Workshop: Vega Banjo Guitar Repairs


At first glance, this 1920 Vega "Little Wonder" banjo-guitar seems like it's in decent shape.


However, the first sign of trouble is always unoriginal features: like these geared, right-angle guitar tuners. The originals were friction types as seen on regular banjos. The hole in the headstock is "aftermarket" as well.


Some chipping of the headstock veneer. I removed this piece and will reinstall it once other repairs are complete.


Here's the back. Isn't that lovely? At least the 1960s Kluson tuners can be reused on vintage Gibsons that will no doubt make their way into the shop.


See the split in the headstock? This goes right through to the other side.


And this hairline, old enough to have gotten a bunch of "patina" around its edges, goes right from the headstock to the heel. Sigh.

At least, however, the ebony fretboard is straight, good, and true.


Here's that big crack. Yikes!


See the two holes on the rim's side? They were there for mounting an arm-rest -- ugh! I'll probably fill them later.


Nice original tailpiece! Too bad the original skin head has these 1/4" tears, though.
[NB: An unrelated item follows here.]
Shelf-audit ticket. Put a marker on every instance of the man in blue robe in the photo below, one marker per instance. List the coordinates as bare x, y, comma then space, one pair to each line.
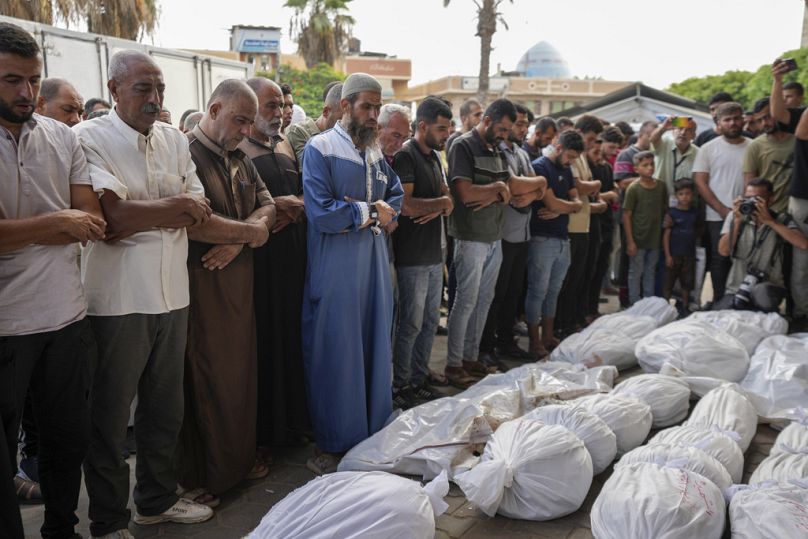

While it's likely this head would survive a lot longer, I'm going to replace it with a synthetic Remo Renaissance head instead, just to be on the safe side.


It says "Little Wonder" on the dowel stick, and the banjo conforms to Little Wonder stylings, except...
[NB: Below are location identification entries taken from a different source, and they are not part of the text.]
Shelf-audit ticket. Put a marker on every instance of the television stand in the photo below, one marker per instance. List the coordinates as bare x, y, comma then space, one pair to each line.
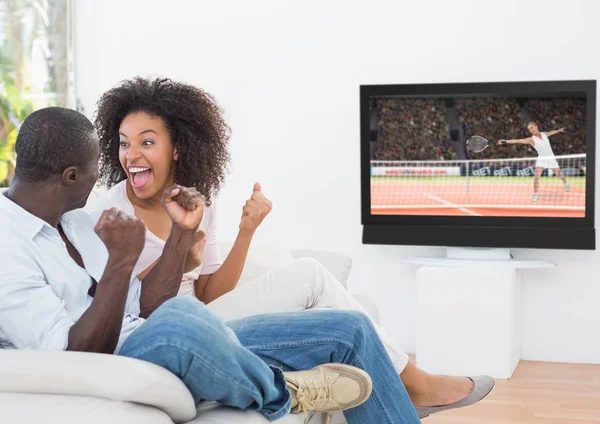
469, 311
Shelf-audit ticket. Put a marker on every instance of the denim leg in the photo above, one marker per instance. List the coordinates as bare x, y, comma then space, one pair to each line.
184, 337
303, 340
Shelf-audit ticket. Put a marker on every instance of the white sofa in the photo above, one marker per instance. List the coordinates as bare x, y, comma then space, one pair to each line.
74, 387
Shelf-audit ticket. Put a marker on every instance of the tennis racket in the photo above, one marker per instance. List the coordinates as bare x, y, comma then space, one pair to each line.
477, 144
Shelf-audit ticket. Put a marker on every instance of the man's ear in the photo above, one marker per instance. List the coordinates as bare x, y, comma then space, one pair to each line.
70, 175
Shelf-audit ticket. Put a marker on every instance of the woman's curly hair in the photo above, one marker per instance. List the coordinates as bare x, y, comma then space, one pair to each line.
192, 117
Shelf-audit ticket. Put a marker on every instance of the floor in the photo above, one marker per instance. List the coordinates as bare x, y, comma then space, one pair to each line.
538, 393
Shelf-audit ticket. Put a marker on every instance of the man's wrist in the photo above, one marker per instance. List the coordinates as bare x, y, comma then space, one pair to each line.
245, 234
121, 263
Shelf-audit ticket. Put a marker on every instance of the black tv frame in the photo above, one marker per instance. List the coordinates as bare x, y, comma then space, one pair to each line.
469, 231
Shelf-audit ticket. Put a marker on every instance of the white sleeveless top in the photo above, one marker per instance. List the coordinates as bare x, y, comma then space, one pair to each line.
542, 146
116, 197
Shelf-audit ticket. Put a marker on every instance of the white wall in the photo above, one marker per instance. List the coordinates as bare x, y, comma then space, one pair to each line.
287, 75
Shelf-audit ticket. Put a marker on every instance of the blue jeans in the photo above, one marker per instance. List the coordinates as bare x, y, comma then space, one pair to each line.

...under the hood is a much more desirable Vega "Whyte Laydie" tonering! Talk about a nice bonus. It's all original, too.

And speaking of the rim? It's 11 13/16" diameter, making it just shy of 12" -- a big one.
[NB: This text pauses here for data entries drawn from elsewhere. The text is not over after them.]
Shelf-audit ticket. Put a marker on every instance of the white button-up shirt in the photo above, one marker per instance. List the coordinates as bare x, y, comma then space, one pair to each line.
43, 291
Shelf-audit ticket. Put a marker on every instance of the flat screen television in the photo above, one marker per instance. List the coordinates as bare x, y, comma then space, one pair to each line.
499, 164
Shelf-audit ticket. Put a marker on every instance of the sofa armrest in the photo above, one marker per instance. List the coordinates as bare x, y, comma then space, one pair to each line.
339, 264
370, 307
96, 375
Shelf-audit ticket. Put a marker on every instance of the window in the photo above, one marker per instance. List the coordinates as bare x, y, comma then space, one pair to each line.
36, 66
With the ring removed you can see how the "teeth" ring is meant to sit on the rim while the spunover sleeve plus hoop ring sits on top of it.


The ebony fretboard looks like it got some "wiping" with 100-grit sandpaper. More sighs... but at least the original bar frets are all still there.


Here's why the headstock had that ugly metal plate on it.


Here's the other major crack at the headstock.


And on the other side, too.


Here's the big hairline on the treble underside of the neck.


Got that clamping up now, nice and tight. On cracks like these, if they're not poorly repaired already, I can often just infuse glue all along its length and clamp them up to make them "good for service" again.


And here's all of the cracks gluing up. These are going to get a nice long set time, since I won't return to this instrument until the new banjo head comes in. Those "strapping" clamps are really nice to have for light-medium tension clamping around necks.

So, because I didn't have to reset the dowel, once that head comes in I'll just need to fill old screw holes in the headstock, clean it up, give it a fret level/dress, and a setup. Luckily, all the rim hardware is original and in good shape and also, luckily, I have a number of friction pegs with ivoroid buttons that will look almost perfect at the headstock.